The aerodynamic design principle of the industrial double-width airfoil double width fan is based on the flow characteristics of air on the airfoil surface. The unique curvature difference between the upper and lower surfaces of the airfoil causes a velocity difference when the air flows through. According to the Bernoulli principle, the pressure in the area with fast flow velocity is low, thus forming a pressure difference between the upper and lower surfaces of the airfoil, providing lift for the fan and driving the airflow. At the same time, when the fan rotates, the airfoil shape of the blade accelerates the air flow along the axial direction, generates thrust, and realizes the directional delivery of gas.

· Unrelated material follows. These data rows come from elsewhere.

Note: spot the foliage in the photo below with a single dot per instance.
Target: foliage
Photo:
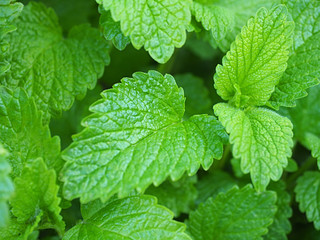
(159, 119)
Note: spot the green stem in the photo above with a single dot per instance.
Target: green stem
(225, 158)
(305, 166)
(167, 67)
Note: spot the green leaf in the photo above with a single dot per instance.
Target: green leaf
(292, 165)
(214, 18)
(159, 26)
(136, 137)
(313, 143)
(22, 132)
(73, 12)
(70, 122)
(237, 214)
(111, 30)
(241, 10)
(211, 184)
(236, 167)
(261, 138)
(256, 60)
(9, 11)
(36, 194)
(305, 118)
(196, 93)
(52, 69)
(178, 196)
(136, 217)
(6, 187)
(308, 194)
(304, 63)
(281, 226)
(20, 231)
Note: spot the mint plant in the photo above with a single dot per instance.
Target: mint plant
(151, 119)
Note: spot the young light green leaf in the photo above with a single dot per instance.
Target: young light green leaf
(136, 217)
(281, 226)
(159, 26)
(304, 63)
(111, 30)
(212, 184)
(308, 194)
(218, 20)
(257, 59)
(136, 137)
(237, 214)
(51, 68)
(261, 138)
(22, 132)
(6, 187)
(241, 10)
(9, 11)
(196, 93)
(36, 194)
(178, 196)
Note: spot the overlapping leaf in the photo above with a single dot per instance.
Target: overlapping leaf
(178, 196)
(308, 194)
(261, 138)
(36, 196)
(218, 20)
(136, 217)
(6, 187)
(22, 132)
(281, 226)
(196, 93)
(136, 137)
(304, 63)
(51, 68)
(212, 184)
(112, 30)
(241, 11)
(157, 25)
(9, 11)
(256, 60)
(237, 214)
(305, 117)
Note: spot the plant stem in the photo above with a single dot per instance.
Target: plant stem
(226, 156)
(167, 67)
(305, 166)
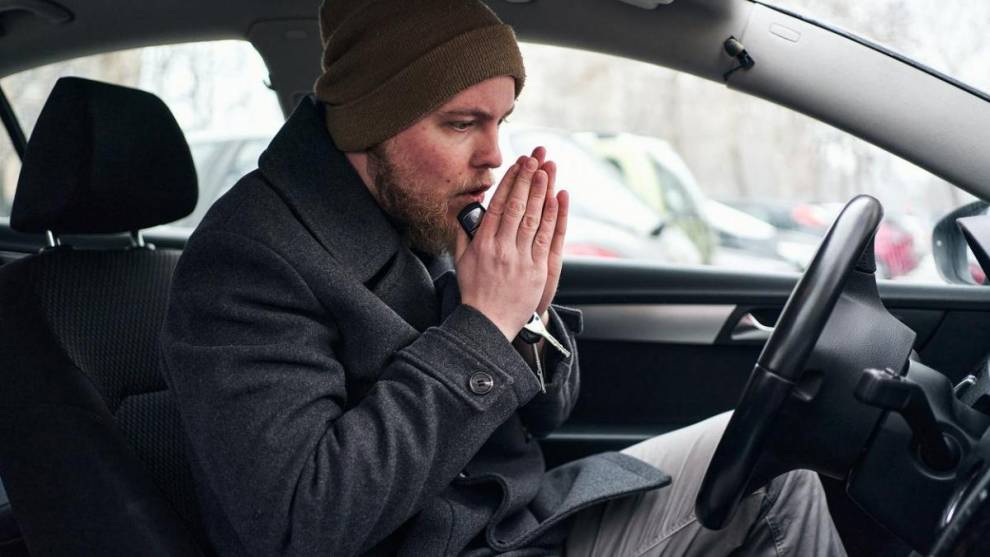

The blade geometric parameters of the airfoil double width fan are the key elements of aerodynamic design. Parameters such as the chord length, installation angle, twist angle, and number of blades of the blade directly affect the interaction between the airflow and the blade. The chord length determines the area of contact between the blade and the air, affecting the size of the aerodynamic force; the installation angle controls the angle at which the airflow enters the blade, and a reasonable installation angle can reduce the separation of the airflow; the twist angle allows the blade to adapt to the change of airflow velocity at different radii and optimize the aerodynamic performance; the number of blades affects the stability and flow of the airflow, and too many or too few may lead to reduced efficiency or increased noise.
The Reynolds number and the Mach number are important indicators for measuring the aerodynamic performance of the fan. The Reynolds number reflects the ratio of inertial force to viscous force, and its size affects the flow state of the airflow. When the Reynolds number is low, the airflow is laminar, and when it is high, it turns into turbulent flow. The aerodynamic characteristics of the blades are different under different flow states. The Mach number reflects the relationship between the airflow velocity and the speed of sound. When running at high speed, if the Mach number is too high, it may cause shock waves, resulting in energy loss and increased noise. Therefore, the influence of the Reynolds number and the Mach number must be fully considered during the design to ensure that the fan operates under appropriate working conditions.
One of the aerodynamic optimization paths is to use advanced numerical simulation methods. Through computational fluid dynamics (CFD) software, a three-dimensional model of the fan is established to simulate the airflow under different working conditions, analyze parameters such as pressure distribution, velocity field, and turbulence intensity, and intuitively discover undesirable phenomena such as airflow separation and vortex, providing data support for optimized design. CFD simulation can also quickly compare the advantages and disadvantages of different design schemes, greatly shorten the R&D cycle, and reduce test costs.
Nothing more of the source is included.